A product of age. I didn’t feel any different. I didn’t think I looked much different, a few more grey hairs and a few more kilograms. But even to my tame lender, I was now a different risk proposition.
Less time remaining to earn.
Less time remaining to recover, should things go wrong.
Less chance of securing employment, when I am chewed up and spat out by the corporate machine.
For a repayment mortgage, that difference in term directly translates into higher monthly payments.
Altering the viability equation of a property deal. Impacting the affordability of servicing the loan.
Workable then. But the next time? Unlikely.
An old friend, well older than me anyway, recently visited a financial advisor for the first time. He came away with more questions than answers, and a troubling thought that had stuck with him since.
His advisor had rolled out the old cliché that his next three decades could be described as the “go-go years”, followed by the “slow-go years”, and then finally the “no-go years”.
The former consisted of all those post-retirement bucket list things people dream of doing, but endlessly put off until “some day”. Relatively high levels of expenditure and (hopefully) enjoyment.
The middle decade contained more of the same, though at a slower pace. Age means his intent would conflict with his ability to follow through. Range and horizons narrow. Spending reduces, requiring much less than expected.
The third decade sees the frailties of age conquer ambition. Spending falls away in all categories but for health and aged care. The cause? Not a lack of means, but a lack of mobility.
My friend found the advisor’s glib summation troubling.
On the one hand, he was relieved he might not require as much money to retire as he had thought.
On the other hand, it was confronting to be told his chances of still being able to “go” at all in just 15 years were slim.
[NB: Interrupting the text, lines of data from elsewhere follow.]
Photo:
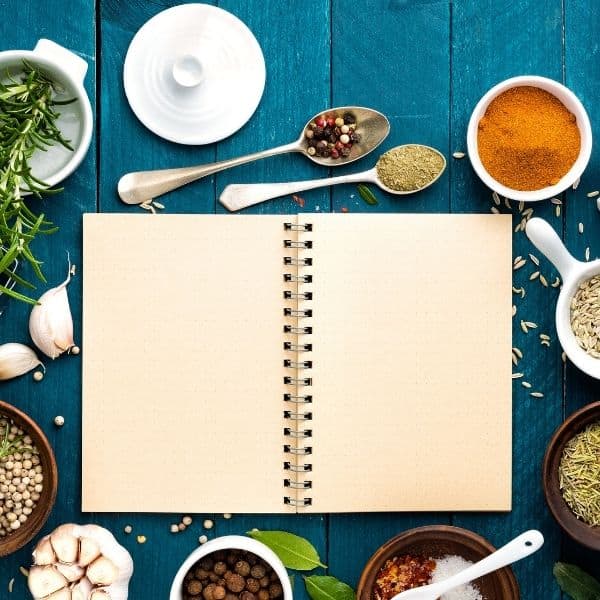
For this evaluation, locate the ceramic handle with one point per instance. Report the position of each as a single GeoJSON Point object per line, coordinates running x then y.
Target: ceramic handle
{"type": "Point", "coordinates": [142, 186]}
{"type": "Point", "coordinates": [238, 196]}
{"type": "Point", "coordinates": [69, 61]}
{"type": "Point", "coordinates": [524, 545]}
{"type": "Point", "coordinates": [546, 240]}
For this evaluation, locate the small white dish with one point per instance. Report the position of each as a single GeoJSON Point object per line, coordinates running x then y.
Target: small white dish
{"type": "Point", "coordinates": [75, 122]}
{"type": "Point", "coordinates": [228, 542]}
{"type": "Point", "coordinates": [568, 98]}
{"type": "Point", "coordinates": [194, 74]}
{"type": "Point", "coordinates": [573, 272]}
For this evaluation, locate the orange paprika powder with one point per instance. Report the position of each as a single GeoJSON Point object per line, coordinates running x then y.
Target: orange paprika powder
{"type": "Point", "coordinates": [528, 139]}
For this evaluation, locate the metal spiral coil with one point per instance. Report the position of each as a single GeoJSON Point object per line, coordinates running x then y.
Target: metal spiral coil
{"type": "Point", "coordinates": [297, 434]}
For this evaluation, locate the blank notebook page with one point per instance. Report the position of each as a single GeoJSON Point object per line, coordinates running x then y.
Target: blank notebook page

The worst part? The assessment wasn’t unrealistic.
His current mortgage was destined to be his last.
Downsizing by necessity once the honeymoon period ended.
Paying the price for decades of equity release refinancing and making minimum repayments.
Lamenting that borrowed money was no longer free, and was destined to become even more expensive.
My friend is a good few years further down the path than I am. He provides a cautionary tale of the importance of seizing the moment, remaining self-aware, and being prepared.
Which is how I found myself scrolling through the Tinder of consumer financial services products, hoping for financial love, but willing to settle for an attractive short-term hookup.